Microsoft has acknowledged a clever person might be able to remotely exploit the voice recognition features of the new Vista operating system to gain access to a PC, but a company representative downplayed the seriousness of the problem.
The company’s response was posted on the Microsoft Security Response Center (MSRC) blog. MSRC program manager Adrian Stone said he is “confident in saying that there is little if any need to worry about the effects of this issue on your new Windows Vista installation.”
A Lot of ‘Ifs’
Stone was responding to published reports describing ways outsiders could manipulate files — and possibly do more serious damage — to a computer by having the system play audio commands. If the PC was running on Vista, and if the operating system’s new voice recognition system was on, and if both the external speakers and a microphone were active, then the attack might work.

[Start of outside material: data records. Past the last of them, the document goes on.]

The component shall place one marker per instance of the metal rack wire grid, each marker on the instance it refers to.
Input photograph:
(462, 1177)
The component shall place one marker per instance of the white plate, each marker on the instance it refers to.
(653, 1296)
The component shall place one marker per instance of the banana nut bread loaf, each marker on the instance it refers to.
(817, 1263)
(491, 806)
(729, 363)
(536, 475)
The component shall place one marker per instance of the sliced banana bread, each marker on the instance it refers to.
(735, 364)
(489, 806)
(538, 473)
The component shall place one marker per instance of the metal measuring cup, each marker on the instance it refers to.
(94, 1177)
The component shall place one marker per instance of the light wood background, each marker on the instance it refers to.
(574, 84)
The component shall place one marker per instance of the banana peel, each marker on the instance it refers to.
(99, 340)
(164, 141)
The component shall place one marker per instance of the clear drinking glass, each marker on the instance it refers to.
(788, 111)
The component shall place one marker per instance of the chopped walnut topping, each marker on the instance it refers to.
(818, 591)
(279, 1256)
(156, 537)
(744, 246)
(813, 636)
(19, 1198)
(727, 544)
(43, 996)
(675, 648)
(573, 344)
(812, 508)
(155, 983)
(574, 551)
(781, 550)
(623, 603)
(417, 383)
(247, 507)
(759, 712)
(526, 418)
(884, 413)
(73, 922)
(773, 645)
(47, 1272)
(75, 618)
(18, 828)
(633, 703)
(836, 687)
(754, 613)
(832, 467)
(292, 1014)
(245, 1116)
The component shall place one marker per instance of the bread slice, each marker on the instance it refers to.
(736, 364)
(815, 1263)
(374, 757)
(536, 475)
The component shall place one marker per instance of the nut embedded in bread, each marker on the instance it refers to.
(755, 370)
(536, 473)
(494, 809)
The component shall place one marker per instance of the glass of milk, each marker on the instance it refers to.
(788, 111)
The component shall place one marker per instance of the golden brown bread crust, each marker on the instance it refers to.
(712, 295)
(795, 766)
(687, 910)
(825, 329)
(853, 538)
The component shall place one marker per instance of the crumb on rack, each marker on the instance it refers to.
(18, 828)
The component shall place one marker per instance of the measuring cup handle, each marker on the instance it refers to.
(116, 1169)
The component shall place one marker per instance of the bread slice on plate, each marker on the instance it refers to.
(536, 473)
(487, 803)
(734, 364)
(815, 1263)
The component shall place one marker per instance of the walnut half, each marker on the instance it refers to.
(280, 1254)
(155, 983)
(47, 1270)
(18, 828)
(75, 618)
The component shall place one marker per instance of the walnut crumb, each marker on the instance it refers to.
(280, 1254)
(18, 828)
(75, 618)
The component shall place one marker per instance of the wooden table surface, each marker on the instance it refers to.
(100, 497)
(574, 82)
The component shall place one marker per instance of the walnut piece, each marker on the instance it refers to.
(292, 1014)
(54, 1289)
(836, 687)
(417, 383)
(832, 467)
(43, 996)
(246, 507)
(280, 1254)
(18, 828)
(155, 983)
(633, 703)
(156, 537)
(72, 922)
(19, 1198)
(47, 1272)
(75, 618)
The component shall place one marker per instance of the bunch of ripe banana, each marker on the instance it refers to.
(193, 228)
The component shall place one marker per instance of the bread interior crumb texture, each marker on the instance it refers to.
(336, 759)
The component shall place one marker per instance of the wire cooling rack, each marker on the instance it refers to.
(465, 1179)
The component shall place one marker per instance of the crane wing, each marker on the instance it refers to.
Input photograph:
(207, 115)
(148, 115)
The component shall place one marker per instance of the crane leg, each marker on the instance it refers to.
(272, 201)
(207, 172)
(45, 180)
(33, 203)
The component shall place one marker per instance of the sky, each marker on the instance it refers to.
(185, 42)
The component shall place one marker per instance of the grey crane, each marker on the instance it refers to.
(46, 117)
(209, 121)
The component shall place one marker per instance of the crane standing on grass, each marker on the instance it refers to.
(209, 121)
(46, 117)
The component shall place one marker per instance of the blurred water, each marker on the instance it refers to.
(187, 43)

“The exploit scenario would involve the speech recognition feature picking up commands through the microphone such as ‘copy,’ ‘delete,’ ‘shutdown,’ etc., and acting on them,” wrote Stone. “These commands would be coming from an audio file that is being played through the speakers.”
There is one big problem with this type of hack, he pointed out: Somebody in the room would hear it happening.
“Of course this would be heard and the actions taken would be visible to the user if they were in front of the PC during the attempted exploitation,” noted Stone.
The whole thing is a bit silly and overblown, according to Sophos Senior Technology Consultant Graham Cluley.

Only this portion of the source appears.